So far so good.
However I have a question about cached tokens,
How much they cost ?
since most of my usage are cached but I can not find the pricing for it anywhere in the original post.
looks great at many things – has a lot of the “slop patterns” of ui that i see many models have, i.e. bands on side of cards, random unnecessary animations, but it’s great at logic and implementation. speed of fast mode is mind blowing. not sure if i’m ready for it to be my daily driver, but its a fantastic subagent model. would like to have it in the automations page and possibly a thinking budget (i.e. more thinking for plans!)
The colleague’s question is a very good one, and upon reviewing the information, we can see that the cache rate is quite expensive compared to everyone else’s. Everyone else is doing the input/10. You guys are doing only input/2.5. This makes a big difference.
Composer acts like it cannot see MCP servers that were working with Opus or Sonnet moments before… is there a limitation/restriction on which tools are available to Composer 2 now? Do I have to restart Cursor in order for the model to “know” the MCPs exist?
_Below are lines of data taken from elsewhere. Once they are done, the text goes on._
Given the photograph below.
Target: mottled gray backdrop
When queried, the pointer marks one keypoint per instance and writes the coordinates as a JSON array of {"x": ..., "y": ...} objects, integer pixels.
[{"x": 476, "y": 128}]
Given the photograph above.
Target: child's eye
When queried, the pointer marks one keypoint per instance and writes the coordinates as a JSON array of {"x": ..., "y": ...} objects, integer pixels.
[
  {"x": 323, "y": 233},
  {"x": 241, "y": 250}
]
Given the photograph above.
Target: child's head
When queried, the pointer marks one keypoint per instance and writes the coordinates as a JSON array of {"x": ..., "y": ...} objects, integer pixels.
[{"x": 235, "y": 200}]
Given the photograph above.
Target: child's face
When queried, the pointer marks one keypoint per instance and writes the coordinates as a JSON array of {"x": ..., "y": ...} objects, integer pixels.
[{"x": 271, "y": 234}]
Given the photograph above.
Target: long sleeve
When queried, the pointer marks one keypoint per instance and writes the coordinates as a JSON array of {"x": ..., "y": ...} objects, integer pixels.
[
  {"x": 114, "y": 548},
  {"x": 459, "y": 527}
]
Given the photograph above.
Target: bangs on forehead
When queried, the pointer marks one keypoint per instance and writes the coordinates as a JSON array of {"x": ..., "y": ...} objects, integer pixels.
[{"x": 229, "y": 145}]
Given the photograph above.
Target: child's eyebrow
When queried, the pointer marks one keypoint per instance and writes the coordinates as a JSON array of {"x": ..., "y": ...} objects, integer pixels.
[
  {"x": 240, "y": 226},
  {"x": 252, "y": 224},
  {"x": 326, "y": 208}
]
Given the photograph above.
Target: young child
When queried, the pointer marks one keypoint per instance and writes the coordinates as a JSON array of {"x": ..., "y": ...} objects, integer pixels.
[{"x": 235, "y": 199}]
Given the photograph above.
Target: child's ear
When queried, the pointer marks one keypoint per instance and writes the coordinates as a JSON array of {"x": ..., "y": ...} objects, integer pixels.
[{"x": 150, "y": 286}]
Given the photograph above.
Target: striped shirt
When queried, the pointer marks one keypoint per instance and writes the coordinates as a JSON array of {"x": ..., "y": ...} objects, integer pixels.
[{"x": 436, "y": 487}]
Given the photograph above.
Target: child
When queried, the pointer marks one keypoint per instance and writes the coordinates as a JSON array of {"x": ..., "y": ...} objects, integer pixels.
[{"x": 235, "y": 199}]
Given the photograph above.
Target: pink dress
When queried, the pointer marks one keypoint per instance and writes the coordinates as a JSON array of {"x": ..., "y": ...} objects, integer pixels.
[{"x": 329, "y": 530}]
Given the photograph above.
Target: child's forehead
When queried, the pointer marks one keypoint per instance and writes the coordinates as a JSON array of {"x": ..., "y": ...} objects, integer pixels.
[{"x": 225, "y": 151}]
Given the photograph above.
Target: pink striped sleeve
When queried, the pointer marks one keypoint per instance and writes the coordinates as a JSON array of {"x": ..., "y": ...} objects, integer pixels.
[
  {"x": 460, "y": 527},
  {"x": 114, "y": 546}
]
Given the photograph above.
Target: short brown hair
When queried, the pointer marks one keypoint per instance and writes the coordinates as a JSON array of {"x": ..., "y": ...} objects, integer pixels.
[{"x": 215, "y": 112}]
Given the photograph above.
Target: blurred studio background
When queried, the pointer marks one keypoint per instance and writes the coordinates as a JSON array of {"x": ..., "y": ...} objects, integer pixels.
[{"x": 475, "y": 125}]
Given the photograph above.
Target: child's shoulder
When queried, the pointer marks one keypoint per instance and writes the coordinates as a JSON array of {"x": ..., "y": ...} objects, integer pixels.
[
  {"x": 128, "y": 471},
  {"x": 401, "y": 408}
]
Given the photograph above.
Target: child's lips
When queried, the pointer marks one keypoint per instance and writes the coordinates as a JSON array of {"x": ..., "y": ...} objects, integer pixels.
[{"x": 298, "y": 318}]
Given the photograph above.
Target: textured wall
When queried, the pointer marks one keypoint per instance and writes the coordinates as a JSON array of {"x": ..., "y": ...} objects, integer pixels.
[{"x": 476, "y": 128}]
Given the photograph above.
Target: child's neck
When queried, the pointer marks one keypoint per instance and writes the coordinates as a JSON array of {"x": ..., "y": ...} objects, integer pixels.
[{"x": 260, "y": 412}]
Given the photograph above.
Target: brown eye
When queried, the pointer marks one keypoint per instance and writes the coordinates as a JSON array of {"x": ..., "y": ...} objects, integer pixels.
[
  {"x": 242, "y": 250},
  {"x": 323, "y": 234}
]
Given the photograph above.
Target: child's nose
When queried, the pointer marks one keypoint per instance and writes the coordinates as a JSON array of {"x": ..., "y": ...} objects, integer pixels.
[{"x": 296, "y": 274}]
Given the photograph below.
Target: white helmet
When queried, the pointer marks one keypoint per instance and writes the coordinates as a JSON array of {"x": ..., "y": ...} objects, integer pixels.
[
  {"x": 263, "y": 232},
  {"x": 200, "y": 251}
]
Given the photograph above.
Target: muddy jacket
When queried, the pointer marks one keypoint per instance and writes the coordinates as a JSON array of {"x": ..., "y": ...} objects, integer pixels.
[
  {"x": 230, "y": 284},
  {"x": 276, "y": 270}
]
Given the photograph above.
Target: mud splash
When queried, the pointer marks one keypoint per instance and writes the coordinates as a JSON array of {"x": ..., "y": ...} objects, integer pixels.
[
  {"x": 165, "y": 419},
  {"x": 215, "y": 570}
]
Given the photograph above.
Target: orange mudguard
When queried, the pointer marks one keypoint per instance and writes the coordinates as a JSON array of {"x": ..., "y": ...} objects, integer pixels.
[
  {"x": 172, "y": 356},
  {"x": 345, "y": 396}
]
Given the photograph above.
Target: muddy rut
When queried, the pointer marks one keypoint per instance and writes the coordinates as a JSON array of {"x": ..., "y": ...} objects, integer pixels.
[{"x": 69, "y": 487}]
I genuinely don’t know what it is safe to use Composer 2 for. I saw it land while working on something simple and repetitive so I asked Claude for a prompt instead of doing the work itself. This was for a very very simple getLabel(...) function that replaced 23 call-sites. It just takes a data object and returns a string or undefined by falling back through several property checks. That is it. A simple value fall-back pattern.
Composer did it quickly but so bad; created multiple overloads of the function arguments and made incredibly dumb mistakes at about 1/3 of the call-sites, like replacing with getLabel(data) ?? data.id when it just wrote the code that included id in the fall-back inside the function!
I asked Claude to review the work and I’ve never heard a model sound so confused. I asked it to give me a code review prompt for the agent to try and fix everything.
Composer fixed the function design but left several bad implementations but also randomly added new typing. This is the first time I have heard the phrase, “this is a lie cast”, but it hits right.
These prompts were highly detailed and written by a model. Way above what a human would do, and it still drifted off.
That’s 5 large prompts between two agents where Opus could have just one-shot it.
| Date & Time | Model | Tokens |
+------------------+------------+--------+
| Mar 19, 02:43 PM | composer-2 | 2.3M |
| Mar 19, 01:52 PM | composer-2 | 1.6M |
| Mar 19, 01:52 PM | composer-2 | 72.5K |
| Mar 19, 01:04 PM | composer-2 | 1.8M |
That is a LOT of tokens for this task, and oddly more in the last turn for just a few fixes.
I really want to love this thing for the speed, but the total time spent ends up so much higher when I try it. Keep iterating though! Once it can execute cleanly, it’ll be a monster.
I observed it too, it cannot see the mcps I installed. Maybe a restart is needed as per one of its replies but what I do instead is to direct it to my .cursor\projects directory, I observed opus 4.6 is looking in this directory for my mcp so I tell composer about it and from that onwards it now know I have mcp available. It should have worked out of the box though (maybe a restart is needed).
Following the recent update to Model Composer 2, I frequently encounter loading errors on my dashboard page when attempting to check usage statistics. I have experienced similar issues in the past, but the problem is much more pronounced this time.
According to the published chart https://cursor.com/blog/composer-2 either the chart/score of Composer 2 is totally wrong, or the benchmarks are useless.
Composer 2 is so much worse than Opus 6 that is ridicoulous. It’s not even close. The lower capability is super evident in just a few prompts. I saw the chart and was super excited, but then again brought down back to earth in just 5 minutes of trying it out - Yes, it was too good to be true.
The hell? did it actually went and modified the damn translation types manually? 4.5k unnecessary line changes, no other model so far has ever touched that file.
I just went checking, wanted to know how much it actually wasted, first time ever a run used 6.4M tokens, total waste.